Dalam kesempatan itu, Juaini juga menyampaikan rencana Pemerintah Kabupaten Lombok Timur untuk memasang lampu penerangan jalan di sekitar 8.000 titik. Desa-desa wisata menjadi salah satu prioritas dalam program tersebut.
Ia berharap rencana pemasangan lampu jalan itu dapat direalisasikan mulai 2027 sehingga dapat mendukung pengembangan sektor pariwisata sekaligus meningkatkan keamanan dan kenyamanan masyarakat.
“Harapannya, program ini bisa terwujud pada 2027 sehingga selain mendukung pariwisata, juga meningkatkan keamanan, kenyamanan, dan kesejahteraan masyarakat,” ujarnya.
Sementara itu, Kepala Desa Jeruk Manis Nasipudin menyampaikan terima kasih kepada seluruh pihak yang telah berpartisipasi dalam menyukseskan Jeruk Manis Festival IV.

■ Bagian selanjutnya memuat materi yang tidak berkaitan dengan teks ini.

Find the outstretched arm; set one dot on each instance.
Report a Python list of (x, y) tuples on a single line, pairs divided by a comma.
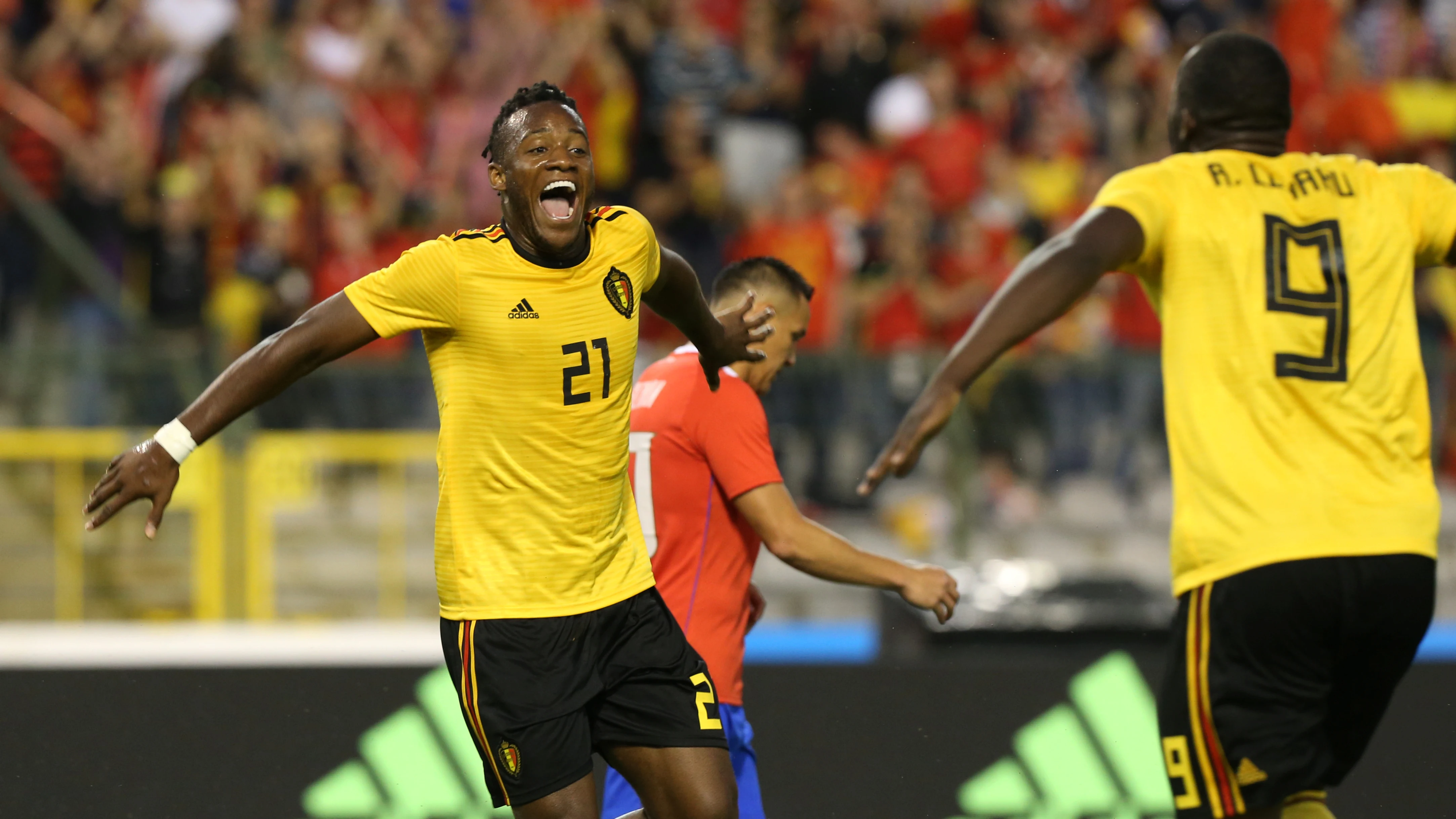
[(816, 550), (321, 335), (1045, 286), (720, 339)]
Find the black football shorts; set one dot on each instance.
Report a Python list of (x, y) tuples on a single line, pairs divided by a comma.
[(541, 694), (1279, 675)]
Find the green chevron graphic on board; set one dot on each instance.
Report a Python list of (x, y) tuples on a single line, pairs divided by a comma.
[(1095, 755), (418, 763)]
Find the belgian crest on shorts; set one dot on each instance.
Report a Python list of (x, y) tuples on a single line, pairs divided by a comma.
[(619, 293), (512, 759)]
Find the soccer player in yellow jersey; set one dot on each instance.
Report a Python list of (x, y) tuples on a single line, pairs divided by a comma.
[(552, 629), (1305, 513)]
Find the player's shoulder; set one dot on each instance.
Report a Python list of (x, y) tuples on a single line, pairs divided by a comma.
[(475, 238), (619, 223), (1148, 176), (615, 216), (1406, 174)]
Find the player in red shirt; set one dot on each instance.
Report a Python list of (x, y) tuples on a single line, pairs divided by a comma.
[(710, 492)]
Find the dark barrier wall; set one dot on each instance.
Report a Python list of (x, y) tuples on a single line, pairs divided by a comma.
[(849, 742)]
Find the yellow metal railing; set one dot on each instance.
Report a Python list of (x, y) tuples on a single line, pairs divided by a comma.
[(199, 492), (280, 473)]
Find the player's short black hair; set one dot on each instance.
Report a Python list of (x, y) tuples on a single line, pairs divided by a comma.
[(525, 98), (764, 271), (1235, 82)]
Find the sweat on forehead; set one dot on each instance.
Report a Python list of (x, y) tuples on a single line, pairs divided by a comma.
[(515, 127)]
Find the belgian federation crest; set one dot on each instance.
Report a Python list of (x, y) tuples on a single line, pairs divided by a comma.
[(619, 293), (512, 759)]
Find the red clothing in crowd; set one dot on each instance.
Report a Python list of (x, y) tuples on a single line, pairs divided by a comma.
[(1304, 33), (809, 248), (950, 156), (705, 450), (970, 277), (1135, 324), (338, 271), (1356, 114), (896, 322)]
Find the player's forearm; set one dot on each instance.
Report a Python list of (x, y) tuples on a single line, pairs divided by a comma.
[(318, 337), (823, 554), (679, 299), (1043, 287)]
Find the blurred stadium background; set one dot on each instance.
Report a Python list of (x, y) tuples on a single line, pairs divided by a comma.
[(181, 178)]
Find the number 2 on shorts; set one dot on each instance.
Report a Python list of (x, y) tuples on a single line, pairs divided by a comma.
[(704, 700)]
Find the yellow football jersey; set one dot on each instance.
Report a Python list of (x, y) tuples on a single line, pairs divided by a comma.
[(1298, 418), (532, 366)]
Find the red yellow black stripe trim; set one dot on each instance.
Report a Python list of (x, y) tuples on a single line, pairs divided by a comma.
[(1193, 651), (1306, 796), (470, 699), (1225, 795)]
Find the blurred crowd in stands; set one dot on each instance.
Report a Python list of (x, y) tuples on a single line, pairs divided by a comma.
[(234, 162)]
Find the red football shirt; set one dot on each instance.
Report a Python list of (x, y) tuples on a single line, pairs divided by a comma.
[(695, 452)]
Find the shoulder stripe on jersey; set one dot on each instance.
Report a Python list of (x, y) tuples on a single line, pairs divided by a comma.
[(494, 233), (605, 213)]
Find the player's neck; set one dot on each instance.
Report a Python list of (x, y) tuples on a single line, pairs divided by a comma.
[(531, 245), (1264, 143)]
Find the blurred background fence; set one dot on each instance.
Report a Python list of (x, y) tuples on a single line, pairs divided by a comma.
[(181, 179)]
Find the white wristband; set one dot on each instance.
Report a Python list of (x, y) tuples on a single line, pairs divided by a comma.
[(175, 440)]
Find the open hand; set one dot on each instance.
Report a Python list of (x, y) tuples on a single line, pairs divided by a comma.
[(146, 470), (737, 331), (932, 588), (927, 417)]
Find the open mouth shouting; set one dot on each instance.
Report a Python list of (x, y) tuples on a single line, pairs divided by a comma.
[(560, 200)]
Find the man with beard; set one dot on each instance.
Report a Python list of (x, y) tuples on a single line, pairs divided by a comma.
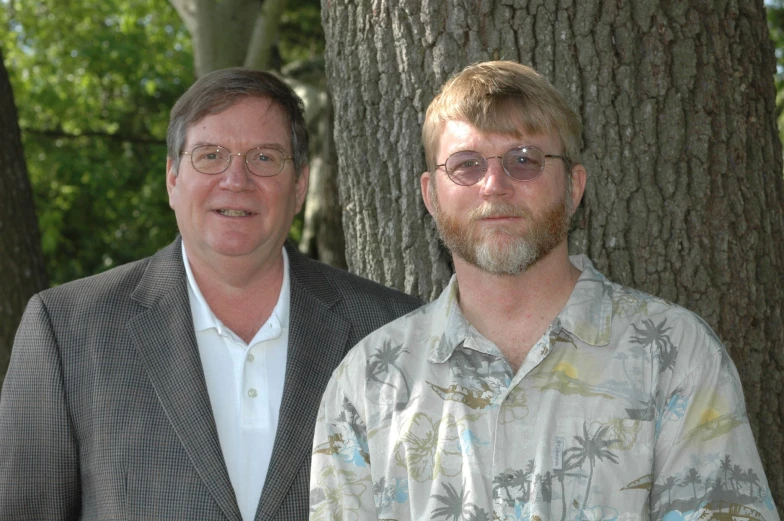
[(533, 387)]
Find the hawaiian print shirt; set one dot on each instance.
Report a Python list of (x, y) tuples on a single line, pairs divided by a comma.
[(628, 408)]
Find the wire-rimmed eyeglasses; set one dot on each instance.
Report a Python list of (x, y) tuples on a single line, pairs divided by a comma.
[(214, 159), (524, 163)]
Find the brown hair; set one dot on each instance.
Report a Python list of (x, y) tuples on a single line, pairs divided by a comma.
[(217, 91), (502, 97)]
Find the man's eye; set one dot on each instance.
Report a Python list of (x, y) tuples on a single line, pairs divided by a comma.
[(526, 161), (468, 163)]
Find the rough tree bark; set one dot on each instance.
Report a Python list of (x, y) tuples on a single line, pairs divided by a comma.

Ia mengatakan festival yang digelar setiap Agustus tersebut tidak hanya menjadi ruang hiburan dan kebersamaan masyarakat, tetapi juga menjadi sarana untuk menjaga dan memperkenalkan adat warisan leluhur kepada generasi muda.
Salah satunya adalah Adat Kayu Jejeneng yang secara tradisi dilaksanakan menjelang begawe.
“Festival ini menjadi bagian dari upaya kita melestarikan adat dan warisan leluhur, sekaligus mempererat kebersamaan masyarakat,” kata Nasipudin.
Jeruk Manis Festival IV diisi dengan berbagai kegiatan, di antaranya pameran hasil alam dan produk Usaha Mikro, Kecil, dan Menengah (UMKM) masyarakat setempat serta berbagai perlombaan.
Melalui festival tersebut, masyarakat Jeruk Manis tidak hanya merayakan momentum kemerdekaan, tetapi juga memperkuat identitas budaya, mengembangkan potensi lokal, dan meneguhkan semangat kemandirian desa.